In the evening Sam dined again with John Mackay and some men from the Pacific coast. He wrote of it to Livy on Dec. 2 (this dinner is sometimes confused with the Nov. 26-7 after-dinner gathering with Mackay and others that Sam wrote lasted till 1:30 a.m.):
Note: This letter is not in LLMT, but may be found in MTLP 2: 597. The MTP TS of this letter includes two paragraphs at the front of the letter Paine chose to omit. Paine often made choices that chagrin later scholars, so his collections must be read with care.
Last night [Dec. 1] at John Mackay’s [The Players] the dinner consisted of soup, raw oysters, corned beef and cabbage, & something like a custard. I ate without fear or stint, & yet have escaped all suggestion of indigestion. The men present were old gray Pacific-coasters whom I knew when I & they were young & not gray. The talk was of the days when we went gipsying a long time ago — thirty years. Indeed it was a talk of the dead. Mainly that. And of how they looked, & the harum-scarum things they did & said. For there were no cares in that life, no aches & pains, & not time enough in the day (& three-fourths of the night) to work off one’s surplus vigor & energy. Of the mid-night highway-robbery-joke played upon me with revolvers at my head on the windswept & desolate Gold Hill Divide, no witness is left but me, the victim. All the friendly robbers are gone. These old fools last night laughed till they cried over the particulars of that old forgotten crime [MTP].
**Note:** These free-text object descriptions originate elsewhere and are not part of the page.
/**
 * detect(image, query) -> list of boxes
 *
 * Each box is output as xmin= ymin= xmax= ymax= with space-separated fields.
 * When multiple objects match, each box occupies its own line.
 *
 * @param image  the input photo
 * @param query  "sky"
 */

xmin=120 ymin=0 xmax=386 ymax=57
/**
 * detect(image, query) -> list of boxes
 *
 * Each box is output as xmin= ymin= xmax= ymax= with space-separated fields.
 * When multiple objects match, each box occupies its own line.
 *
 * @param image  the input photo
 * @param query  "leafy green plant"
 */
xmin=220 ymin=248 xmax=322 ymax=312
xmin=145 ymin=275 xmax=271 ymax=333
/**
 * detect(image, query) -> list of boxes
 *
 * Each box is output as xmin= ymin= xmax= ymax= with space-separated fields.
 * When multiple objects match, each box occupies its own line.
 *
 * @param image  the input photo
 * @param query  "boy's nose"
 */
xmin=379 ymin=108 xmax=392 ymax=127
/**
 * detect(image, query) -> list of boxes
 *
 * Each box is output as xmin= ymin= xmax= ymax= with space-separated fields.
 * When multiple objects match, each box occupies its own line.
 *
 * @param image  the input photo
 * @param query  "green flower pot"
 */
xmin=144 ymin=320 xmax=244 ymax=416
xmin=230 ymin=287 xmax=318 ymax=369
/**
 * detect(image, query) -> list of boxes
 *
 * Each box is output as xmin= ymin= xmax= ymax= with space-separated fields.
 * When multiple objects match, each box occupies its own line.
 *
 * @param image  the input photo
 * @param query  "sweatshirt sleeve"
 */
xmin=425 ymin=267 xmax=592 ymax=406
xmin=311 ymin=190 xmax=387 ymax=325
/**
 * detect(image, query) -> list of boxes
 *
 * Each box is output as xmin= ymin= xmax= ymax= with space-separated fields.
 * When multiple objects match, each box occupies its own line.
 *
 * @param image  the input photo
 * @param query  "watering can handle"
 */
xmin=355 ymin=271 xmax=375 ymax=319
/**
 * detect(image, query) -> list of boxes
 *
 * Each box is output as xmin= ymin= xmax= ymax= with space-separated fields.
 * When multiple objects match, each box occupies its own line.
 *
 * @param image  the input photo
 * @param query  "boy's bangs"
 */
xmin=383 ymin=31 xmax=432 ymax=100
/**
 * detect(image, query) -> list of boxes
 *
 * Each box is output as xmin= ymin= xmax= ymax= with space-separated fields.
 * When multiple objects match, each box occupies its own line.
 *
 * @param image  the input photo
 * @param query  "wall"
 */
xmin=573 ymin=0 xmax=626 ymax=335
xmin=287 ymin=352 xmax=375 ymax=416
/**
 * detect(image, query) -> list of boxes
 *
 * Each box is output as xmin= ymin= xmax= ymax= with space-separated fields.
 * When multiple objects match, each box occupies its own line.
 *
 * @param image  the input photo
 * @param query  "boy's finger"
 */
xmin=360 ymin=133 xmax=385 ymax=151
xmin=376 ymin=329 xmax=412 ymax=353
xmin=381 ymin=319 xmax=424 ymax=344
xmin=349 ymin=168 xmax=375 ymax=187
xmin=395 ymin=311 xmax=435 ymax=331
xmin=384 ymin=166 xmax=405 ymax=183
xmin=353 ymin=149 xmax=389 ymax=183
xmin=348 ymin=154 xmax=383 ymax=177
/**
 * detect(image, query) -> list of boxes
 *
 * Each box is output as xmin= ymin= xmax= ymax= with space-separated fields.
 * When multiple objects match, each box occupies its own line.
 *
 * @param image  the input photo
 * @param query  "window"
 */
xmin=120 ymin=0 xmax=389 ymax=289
Note: Fatout reports this as the “Mackay Dinner” [MT Speaking 660], but Sam’s account shows it was not a singular event nor was his talk a prepared one, much like the Nov. 26-7 after-dinner talk. Of course Sam often selected from a host of anecdotes based on the audience and event.
The Brooklyn Eagle, p.2 reviewed the Dec. issue of Cosmopolitan, including Sam’s sketch:
Mark Twain lends his detailed and always fresh wit and humor to varying the monotony of travel to the fair [Chicago Exposition which Sam did not attend due to illness], in “Traveling With a Reformer.”
William Dean Howells wrote to Sam about Sunday’s dinner engagement:
Dear Clemens: / I said to Mrs. Howells just now, “I suppose Clemens wouldn’t dream of coming in a dress coat Sunday?” “Well, he might,” she said, and so I write to say, Don’t!
— The mischief seemed to be in it, today. We live whole weeks without a soul coming near, but if you happen to drop in, a regiment follows. Yours Ever [MTHL 2: 656]
Sons & Daughters of the Am. Revolution sent Sam a printed invitation to meet Professor and Mrs. John Fiske, Mrs. Stoughton, and Miss Fiske, Dec. 16 from 2 to 5 p.m. Hotel Netherland, N.Y. [MTP].